If I could, I would tell you to run...but that wouldn't be very good of me. Instead, I will simply warn you: if you try to internalize this job too much, it will destroy you. Of soul-crushing proportions, this office takes no prisoners.
I truly, deeply, sincerely wish you the very best of luck.
PS: Please disregard any sudden sounds of joyful laughter, maniacal cackling, relieved screaming, or breathless sobs of delight...that's just me, driving away.
Tuesday, August 5, 2008
The clock turns slowly, grains of sand keeping me from freedom.
The phone rings and I answer. It rings again. I answer again.
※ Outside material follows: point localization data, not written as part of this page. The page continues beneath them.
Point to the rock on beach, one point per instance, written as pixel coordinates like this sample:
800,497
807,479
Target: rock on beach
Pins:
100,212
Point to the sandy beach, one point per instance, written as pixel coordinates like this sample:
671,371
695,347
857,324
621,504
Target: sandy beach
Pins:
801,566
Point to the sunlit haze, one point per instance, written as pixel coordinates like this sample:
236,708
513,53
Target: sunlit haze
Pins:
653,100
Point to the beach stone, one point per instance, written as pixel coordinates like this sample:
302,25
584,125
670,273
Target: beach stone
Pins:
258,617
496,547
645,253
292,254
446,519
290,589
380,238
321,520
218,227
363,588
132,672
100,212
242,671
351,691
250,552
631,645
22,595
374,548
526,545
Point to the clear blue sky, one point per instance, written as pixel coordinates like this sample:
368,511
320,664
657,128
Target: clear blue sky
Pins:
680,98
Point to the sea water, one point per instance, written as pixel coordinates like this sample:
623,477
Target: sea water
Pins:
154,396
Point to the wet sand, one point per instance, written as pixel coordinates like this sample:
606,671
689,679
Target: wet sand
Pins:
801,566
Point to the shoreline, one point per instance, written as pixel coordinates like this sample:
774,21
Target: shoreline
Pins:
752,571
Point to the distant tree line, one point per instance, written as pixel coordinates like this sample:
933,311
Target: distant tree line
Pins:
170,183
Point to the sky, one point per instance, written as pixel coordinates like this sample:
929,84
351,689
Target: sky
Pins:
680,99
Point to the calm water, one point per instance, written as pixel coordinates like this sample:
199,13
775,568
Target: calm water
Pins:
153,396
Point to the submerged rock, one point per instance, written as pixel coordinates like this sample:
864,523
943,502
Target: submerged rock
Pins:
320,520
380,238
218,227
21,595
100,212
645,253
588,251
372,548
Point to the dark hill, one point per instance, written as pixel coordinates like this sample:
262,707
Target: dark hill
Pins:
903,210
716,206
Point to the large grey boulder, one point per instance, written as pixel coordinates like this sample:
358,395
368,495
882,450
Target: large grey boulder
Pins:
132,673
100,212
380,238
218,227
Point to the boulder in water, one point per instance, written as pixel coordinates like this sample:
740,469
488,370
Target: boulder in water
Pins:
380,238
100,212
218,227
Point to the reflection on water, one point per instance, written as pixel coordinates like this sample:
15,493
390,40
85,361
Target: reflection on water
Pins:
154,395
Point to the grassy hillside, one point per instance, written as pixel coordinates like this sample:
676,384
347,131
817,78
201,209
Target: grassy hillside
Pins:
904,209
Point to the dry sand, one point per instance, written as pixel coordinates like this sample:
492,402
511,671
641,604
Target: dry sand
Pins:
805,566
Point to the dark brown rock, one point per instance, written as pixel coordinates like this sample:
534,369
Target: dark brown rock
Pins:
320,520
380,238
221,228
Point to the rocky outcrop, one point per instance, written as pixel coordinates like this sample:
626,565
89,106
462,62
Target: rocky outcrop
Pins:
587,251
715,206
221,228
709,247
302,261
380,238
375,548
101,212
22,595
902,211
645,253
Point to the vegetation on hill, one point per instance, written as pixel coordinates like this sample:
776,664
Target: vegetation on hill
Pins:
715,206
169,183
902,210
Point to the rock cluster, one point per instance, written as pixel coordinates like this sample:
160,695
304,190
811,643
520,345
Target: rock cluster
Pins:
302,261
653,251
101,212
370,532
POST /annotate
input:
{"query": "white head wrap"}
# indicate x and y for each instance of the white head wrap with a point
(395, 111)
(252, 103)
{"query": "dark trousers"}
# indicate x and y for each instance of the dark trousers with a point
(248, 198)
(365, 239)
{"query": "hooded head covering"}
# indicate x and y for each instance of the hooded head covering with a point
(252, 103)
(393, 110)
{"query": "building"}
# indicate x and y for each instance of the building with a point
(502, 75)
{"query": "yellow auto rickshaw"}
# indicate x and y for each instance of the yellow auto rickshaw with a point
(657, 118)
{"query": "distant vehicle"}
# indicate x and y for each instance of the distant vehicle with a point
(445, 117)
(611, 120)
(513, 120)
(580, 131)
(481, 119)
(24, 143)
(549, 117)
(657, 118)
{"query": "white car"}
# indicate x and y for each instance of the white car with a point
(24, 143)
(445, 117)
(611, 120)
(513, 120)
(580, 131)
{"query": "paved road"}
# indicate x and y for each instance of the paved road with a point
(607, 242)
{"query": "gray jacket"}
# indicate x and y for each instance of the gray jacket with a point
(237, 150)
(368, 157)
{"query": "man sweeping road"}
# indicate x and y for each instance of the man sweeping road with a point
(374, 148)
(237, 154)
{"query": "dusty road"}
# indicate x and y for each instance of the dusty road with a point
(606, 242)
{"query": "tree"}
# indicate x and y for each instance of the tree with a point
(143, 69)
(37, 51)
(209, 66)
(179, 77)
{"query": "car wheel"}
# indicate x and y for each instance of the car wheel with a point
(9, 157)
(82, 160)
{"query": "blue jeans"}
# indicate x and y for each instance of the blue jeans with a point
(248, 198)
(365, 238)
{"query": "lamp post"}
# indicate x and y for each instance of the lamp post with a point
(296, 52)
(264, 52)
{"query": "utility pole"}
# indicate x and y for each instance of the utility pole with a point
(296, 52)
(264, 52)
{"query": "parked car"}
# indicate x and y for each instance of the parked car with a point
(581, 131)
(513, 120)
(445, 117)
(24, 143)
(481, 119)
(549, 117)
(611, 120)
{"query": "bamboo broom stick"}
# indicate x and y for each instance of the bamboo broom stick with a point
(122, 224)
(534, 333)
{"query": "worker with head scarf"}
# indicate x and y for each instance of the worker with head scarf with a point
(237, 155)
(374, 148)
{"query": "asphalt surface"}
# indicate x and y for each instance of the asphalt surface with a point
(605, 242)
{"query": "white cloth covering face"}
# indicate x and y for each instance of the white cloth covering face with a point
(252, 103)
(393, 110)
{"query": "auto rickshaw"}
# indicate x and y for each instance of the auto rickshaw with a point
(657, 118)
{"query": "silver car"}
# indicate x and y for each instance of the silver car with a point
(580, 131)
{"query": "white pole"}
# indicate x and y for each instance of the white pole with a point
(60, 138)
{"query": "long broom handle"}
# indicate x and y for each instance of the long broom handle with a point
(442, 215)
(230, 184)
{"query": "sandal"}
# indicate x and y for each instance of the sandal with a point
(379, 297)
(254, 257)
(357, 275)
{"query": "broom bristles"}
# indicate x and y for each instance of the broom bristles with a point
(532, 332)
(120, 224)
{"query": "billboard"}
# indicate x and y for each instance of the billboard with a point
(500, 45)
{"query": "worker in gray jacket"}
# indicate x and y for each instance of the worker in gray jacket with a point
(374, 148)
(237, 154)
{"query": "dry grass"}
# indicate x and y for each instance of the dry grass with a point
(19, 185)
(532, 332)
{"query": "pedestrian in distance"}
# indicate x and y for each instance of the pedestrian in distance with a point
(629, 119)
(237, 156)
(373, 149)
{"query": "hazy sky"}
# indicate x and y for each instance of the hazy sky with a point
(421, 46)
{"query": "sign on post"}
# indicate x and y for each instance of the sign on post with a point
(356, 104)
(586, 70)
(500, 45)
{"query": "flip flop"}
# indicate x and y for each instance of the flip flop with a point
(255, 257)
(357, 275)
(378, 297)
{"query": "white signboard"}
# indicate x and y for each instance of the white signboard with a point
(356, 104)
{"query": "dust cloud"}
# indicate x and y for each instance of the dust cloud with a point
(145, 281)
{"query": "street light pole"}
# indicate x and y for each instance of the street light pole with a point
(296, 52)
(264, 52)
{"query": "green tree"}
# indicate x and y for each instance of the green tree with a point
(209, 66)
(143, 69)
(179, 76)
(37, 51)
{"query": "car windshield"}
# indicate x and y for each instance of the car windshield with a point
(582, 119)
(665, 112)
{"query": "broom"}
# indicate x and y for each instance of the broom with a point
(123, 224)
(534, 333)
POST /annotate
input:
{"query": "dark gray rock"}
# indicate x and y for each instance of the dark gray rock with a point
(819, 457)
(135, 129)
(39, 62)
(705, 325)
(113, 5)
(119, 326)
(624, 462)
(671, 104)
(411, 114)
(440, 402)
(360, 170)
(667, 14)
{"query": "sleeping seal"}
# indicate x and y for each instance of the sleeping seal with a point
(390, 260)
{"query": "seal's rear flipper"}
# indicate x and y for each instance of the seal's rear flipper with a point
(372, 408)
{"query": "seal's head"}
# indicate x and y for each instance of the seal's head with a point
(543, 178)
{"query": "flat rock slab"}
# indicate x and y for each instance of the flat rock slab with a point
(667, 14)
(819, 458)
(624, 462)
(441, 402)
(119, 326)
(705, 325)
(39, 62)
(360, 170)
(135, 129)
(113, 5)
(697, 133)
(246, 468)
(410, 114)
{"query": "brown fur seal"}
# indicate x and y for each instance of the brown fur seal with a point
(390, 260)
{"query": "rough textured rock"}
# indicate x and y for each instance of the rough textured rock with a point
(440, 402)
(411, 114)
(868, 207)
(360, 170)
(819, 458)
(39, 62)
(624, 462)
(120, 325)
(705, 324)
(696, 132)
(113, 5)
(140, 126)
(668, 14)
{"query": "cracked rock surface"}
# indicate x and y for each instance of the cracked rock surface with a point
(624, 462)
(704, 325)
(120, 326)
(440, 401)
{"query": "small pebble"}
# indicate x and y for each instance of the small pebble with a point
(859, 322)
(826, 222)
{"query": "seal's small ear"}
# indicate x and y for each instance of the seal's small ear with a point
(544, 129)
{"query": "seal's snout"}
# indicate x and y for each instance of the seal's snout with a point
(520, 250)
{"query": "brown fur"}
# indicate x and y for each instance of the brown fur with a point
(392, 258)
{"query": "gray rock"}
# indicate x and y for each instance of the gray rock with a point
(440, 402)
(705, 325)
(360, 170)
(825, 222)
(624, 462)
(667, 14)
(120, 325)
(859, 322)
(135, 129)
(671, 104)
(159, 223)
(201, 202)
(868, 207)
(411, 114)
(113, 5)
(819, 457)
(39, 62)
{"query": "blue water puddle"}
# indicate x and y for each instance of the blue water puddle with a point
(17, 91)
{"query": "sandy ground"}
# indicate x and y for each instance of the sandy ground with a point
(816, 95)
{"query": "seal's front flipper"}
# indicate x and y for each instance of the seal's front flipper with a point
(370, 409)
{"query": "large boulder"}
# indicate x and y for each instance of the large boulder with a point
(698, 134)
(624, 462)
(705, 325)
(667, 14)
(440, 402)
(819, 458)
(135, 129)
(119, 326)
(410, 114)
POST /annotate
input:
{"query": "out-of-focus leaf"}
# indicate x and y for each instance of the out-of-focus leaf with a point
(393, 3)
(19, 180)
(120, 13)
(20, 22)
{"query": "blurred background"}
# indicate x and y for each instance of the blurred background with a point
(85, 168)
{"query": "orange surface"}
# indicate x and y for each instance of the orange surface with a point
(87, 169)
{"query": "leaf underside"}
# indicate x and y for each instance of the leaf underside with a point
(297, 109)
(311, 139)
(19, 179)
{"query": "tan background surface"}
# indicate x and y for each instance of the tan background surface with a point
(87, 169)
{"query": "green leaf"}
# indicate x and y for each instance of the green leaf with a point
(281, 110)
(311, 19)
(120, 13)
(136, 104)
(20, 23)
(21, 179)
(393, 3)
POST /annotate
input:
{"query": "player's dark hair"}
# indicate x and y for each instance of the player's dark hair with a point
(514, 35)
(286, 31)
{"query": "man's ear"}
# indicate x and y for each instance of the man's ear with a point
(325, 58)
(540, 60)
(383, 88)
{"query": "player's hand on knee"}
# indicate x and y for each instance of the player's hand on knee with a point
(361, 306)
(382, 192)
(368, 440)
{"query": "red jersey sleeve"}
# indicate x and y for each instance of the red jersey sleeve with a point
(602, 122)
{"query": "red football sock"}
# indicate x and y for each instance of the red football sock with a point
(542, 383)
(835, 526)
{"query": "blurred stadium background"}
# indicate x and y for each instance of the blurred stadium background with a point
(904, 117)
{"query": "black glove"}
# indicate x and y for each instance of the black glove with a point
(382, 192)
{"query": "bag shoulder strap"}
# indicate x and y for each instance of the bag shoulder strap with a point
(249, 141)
We are caught in this dance that only ends when I leave, run away, breathless in anticipation to get out.
There it goes again, ringing its brash little fist in my face. Awful dance partner, really, so evil and passive aggressive and demanding. It's always the same choreography: Good afternoon, just a moment, let me transfer you, may I put you on hold, I just need to look that information up for you.
Did the last woman to call really just identify herself as Rydolin? The irony is an overdose in itself. Then again, it may have been my brain knocking on the side of my skull, crashing into the walls of my head like that bird that just flew into the window a moment ago. Seriously. Oh how I empathize.
I just left a message for an agent and I actually said something about information and then I said reiteration a few words later. I inadvertently rhyme now? I need to be done with work for the summer...
Look at this, I can't even write prose. I can't string coherent thoughts together or formulate a style. I have approximately 49 hours and 57 minutes left of work here...not that I'm counting or anything.
What a summer. Fun? No. Long? Yes. Fast? Like light. Eventful? Sure. Is a repeat in order?